As my wife, a former Spanish major, and four French teachers I’ve studied under can attest, I have troubles picking up foreign languages. Fortunately, it isn’t genetic, for my daughter Mimi became entirely fluent in Icelandic in less than a year when she was an exchange student there. A report last fall in ScienceDaily.com said the reason some people are more talented at acquiring foreign languages is because they’re “also better at distinguishing the sounds of their own native language.” It makes me wonder how my apparently ineradicable Texas accent fits in.

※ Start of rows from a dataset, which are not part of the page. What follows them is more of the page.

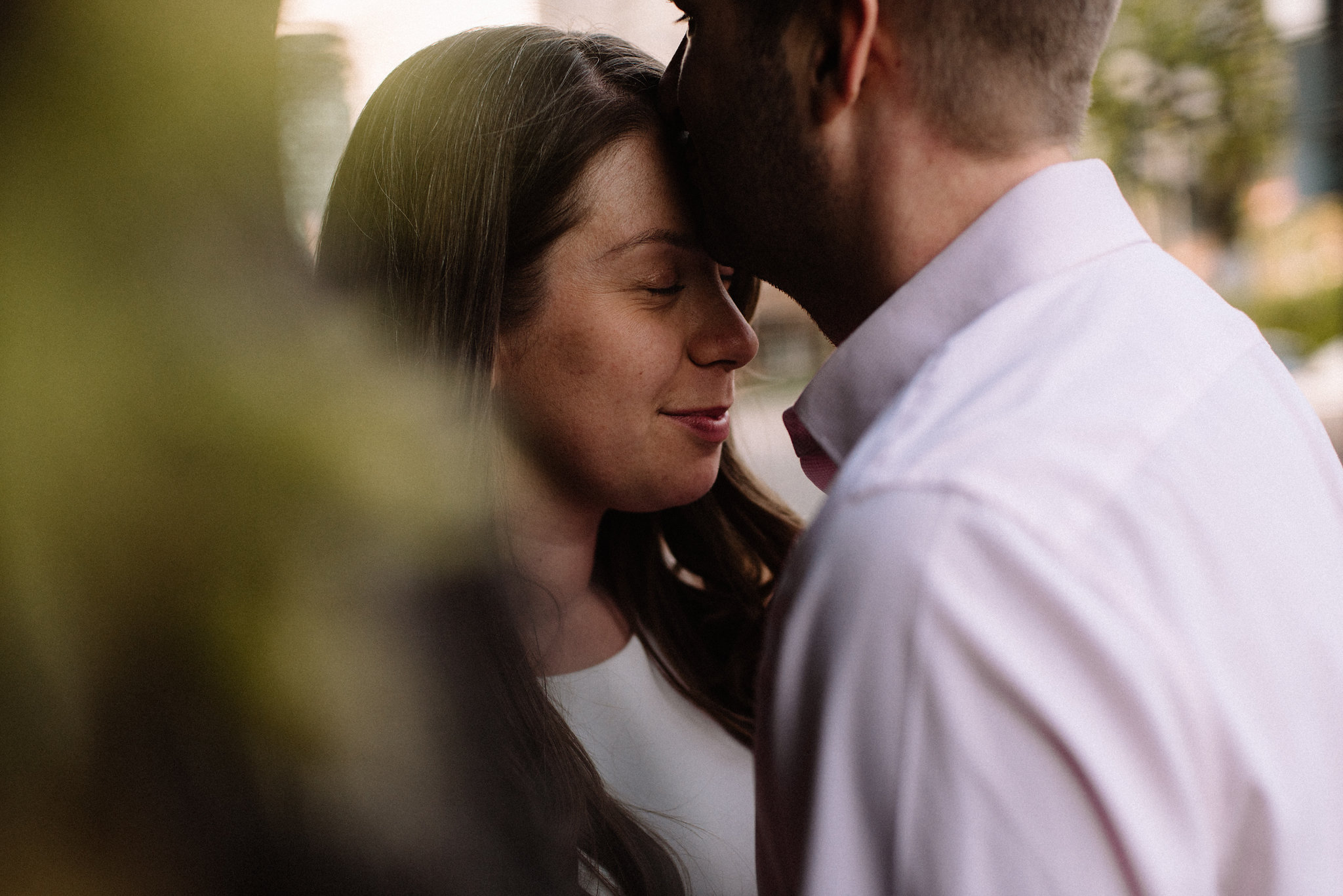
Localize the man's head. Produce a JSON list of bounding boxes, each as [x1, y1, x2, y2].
[[664, 0, 1117, 322]]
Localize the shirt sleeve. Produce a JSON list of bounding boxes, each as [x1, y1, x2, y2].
[[756, 489, 1215, 896]]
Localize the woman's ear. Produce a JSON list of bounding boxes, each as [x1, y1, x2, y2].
[[811, 0, 881, 124]]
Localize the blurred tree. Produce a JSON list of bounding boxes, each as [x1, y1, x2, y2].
[[1088, 0, 1291, 241]]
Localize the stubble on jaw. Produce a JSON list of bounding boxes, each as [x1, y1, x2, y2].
[[677, 22, 849, 336]]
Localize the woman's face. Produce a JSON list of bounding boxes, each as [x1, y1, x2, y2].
[[496, 133, 757, 512]]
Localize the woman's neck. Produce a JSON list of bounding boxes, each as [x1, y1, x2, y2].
[[505, 457, 630, 676]]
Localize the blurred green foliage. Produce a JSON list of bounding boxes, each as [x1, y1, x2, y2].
[[1088, 0, 1291, 241], [1243, 286, 1343, 355]]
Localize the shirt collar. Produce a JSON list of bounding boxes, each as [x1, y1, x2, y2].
[[793, 159, 1150, 463]]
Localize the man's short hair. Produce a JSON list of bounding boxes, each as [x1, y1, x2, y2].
[[737, 0, 1119, 155]]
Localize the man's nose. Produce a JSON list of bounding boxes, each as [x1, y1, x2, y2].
[[658, 37, 687, 127]]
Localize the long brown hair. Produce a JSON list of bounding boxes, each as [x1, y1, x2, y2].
[[317, 26, 801, 892]]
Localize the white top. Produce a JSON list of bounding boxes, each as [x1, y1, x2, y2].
[[756, 161, 1343, 896], [545, 638, 756, 896]]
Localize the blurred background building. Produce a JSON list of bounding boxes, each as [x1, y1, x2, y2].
[[279, 0, 1343, 516]]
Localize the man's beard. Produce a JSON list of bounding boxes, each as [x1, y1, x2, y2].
[[689, 48, 838, 305]]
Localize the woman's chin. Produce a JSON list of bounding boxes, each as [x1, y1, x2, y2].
[[614, 462, 719, 513]]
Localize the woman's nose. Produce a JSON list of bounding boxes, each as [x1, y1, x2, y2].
[[689, 289, 760, 371]]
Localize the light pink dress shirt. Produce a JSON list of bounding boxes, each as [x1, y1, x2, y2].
[[756, 161, 1343, 896]]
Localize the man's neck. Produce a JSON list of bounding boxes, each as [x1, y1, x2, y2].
[[795, 123, 1070, 345]]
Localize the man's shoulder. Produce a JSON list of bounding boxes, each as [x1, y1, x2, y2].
[[833, 244, 1287, 539]]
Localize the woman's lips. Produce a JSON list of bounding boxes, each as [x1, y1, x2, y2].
[[662, 407, 729, 442]]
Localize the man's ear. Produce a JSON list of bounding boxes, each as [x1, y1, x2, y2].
[[811, 0, 881, 124]]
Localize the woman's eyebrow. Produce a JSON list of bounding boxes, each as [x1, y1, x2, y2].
[[602, 228, 696, 258]]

So let’s start over. English and Sankrit share a common ancestor in the Indo-European (IE) language group. The land where IE originated is still under debate, but many experts think it sprang up between 5,000 and 9,000 years ago in the area between the Caspian and Black Seas, south of the Caucasus Mountains. Twelve IE branch language groups split from the mother tongue, but only ten have sub-languages still extant. The Germanic branch, for example, includes English, Dutch, Yiddish, the Scandinavian tongues, and others. Several IE branches only have one language, like Hellenic (modern Greek), and Thracian (Armenian).

The Indic branch has the most existing languages, including Sanskrit and its derivatives, such as Hindi, Urdu, and Pali (the language of Buddhism. Interestingly, Romany, the language of the Roma, or Gypsies, is also an Indic language. Na-Dene, the language group that includes Athabaskan and Tlingit, stems from the Proto-Dene-Caucasian family of languages that includes, Basque and Sino-Tibetan. A separate language group, Eskimo-Aleut, includes those two languages and is spoken only in the most northern climes of the Americas, including the Central Alaska coast, and Greenland. Eskimo-Aleaut isn’t related to the other American family groups.

At least that’s what my sources tell me, but even usually reliable sources can err. The preceding paragraph relies on the Native Languages of the Americas website, http://www.native-languages.org, but you never know. Misunderstandings can be a fascinating part of learning, as I was reminded recently by re-reading some of Mike Doogan’s columns. Doogan, the former Fairbanksan, Anchorage Daily News columnist, and current State Representative, once wrote about a tabloid newspaper’s claim that a 120-year old Eskimo woman named Hayda Ellekes had predicted World War I, the Great Depression, and the Good Friday earthquake. She supposedly was “raised along the Cook Inlet in Alaska, south of Anchorage, where she still lives.”

Doogan vainly tried to locate Hayda, or anyone else mentioned in the tabloid story, even on the Permanent Fund Dividend recipients list. After futilely contacting the tabloid for help, Doogan saw their disclaimer, which said their “stories seek to entertain and are about the fantastic, bizarre and paranormal. The reader should suspend belief for the sake of enjoyment.” Instead of keeping my readers from guessing about my veracity, I may start including similar provisos in future columns.

Nah, let’s keep it like it is; I’ll do my best to verify my facts, and you call me on it if you detect, as Stella Gibbons, author of “Cold Comfort Farm,” put it, “Something nasty in the woodshed.”